The U.S. State Department said on May 28 that the two groups would also be designated as Foreign Terrorist Organizations effective June 5, 2026. Secretary of State Marco Rubio’s statement described PCC and CV as violent Brazilian criminal organizations with thousands of members and networks extending beyond Brazil and into the United States.

Why Fuel Matters

The U.S. decision landed days after Brazilian authorities advanced Operation Hidden Carbon, a probe led by São Paulo prosecutors and Brazil’s Federal Revenue Service into alleged PCC links to the fuel sector. According to Jornal da Record, investigators say the group used shell companies to divert naphtha, a petroleum derivative, mix it with gasoline and resell it through fuel stations.
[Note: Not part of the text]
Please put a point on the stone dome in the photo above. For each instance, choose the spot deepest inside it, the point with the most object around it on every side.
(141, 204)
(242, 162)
Brazil’s National Petroleum Agency seized more than 2.5 million liters of adulterated fuel, Jornal da Record reported. The same report said the investigation also points to money laundering through fintechs and investment funds, with six companies allegedly moving about R$26 billion, roughly USD 5 billion at recent exchange rates.

Folha de S.Paulo reported that officials in President Luiz Inácio Lula da Silva’s government fear the U.S. designation could make foreign companies and investors excessively cautious about doing business with Brazilian firms, especially in fuel distribution and related financial services. The concern is overcompliance: companies may avoid transactions not because sanctions have been applied, but because they fear indirect exposure to sanctioned groups.

Brasília’s Concern

Folha reported that Brazilian companies had already been asking the government about possible effects before the U.S. decision became official. After the announcement, those contacts intensified.

Dario Durigan, cited by Folha as a Finance Ministry official, said the U.S. move could harm Brazil’s economy and affect foreign direct investment. Brazil’s presidential communications office also said, without detailed explanation, that the financial system and Pix, Brazil’s instant-payment network, could be affected. Folha reported that government technicians see a Pix impact only in an extreme scenario in which U.S. authorities conclude the tool helps criminal factions move money.

The U.S. designation creates a separate legal and diplomatic layer over investigations already being conducted by Brazilian authorities. It does not by itself establish that any specific Brazilian company is controlled by PCC or CV; that remains a matter for investigators and courts. But it raises the cost of compliance for firms that deal with sectors where authorities allege criminal infiltration.

Regional and Political Fallout

The issue has also divided South American politics. O Globo reported in 2025 that Argentina and Paraguay moved to classify Brazilian factions as terrorist groups, while Lula’s government warned that equating organized crime with terrorism could open space for U.S. interventionism and threaten national sovereignty.

In Paraguay, officials argued that the label would give the armed forces a clearer legal basis to act against Brazilian gangs near the border. In Argentina, security officials under President Javier Milei used similar language after a deadly police operation in Rio de Janeiro, according to O Globo.

Inside Brazil, right-leaning lawmakers have supported bills that would treat groups controlling territory as terrorist organizations, a definition that could cover PCC and CV. Government allies oppose that approach, arguing that Brazil should strengthen cooperation against money laundering and arms trafficking without importing a counterterrorism framework.

The debate has also moved into opinion pages. Gazeta do Povo columnist Rodrigo Constantino argued that alarm over economic consequences shows how deeply organized crime has penetrated legal markets and said foreign counterterrorism tools should be welcomed. Critics of the designation, by contrast, warn that it could shift public-security policy from Brazilian institutions toward Washington’s sanctions agenda.

For now, the practical question is narrower: whether Brazil can keep pursuing the money behind organized crime while limiting collateral damage to lawful companies, banks and payment systems. The answer will depend less on labels than on the quality of investigations, prosecutions and compliance rules that follow.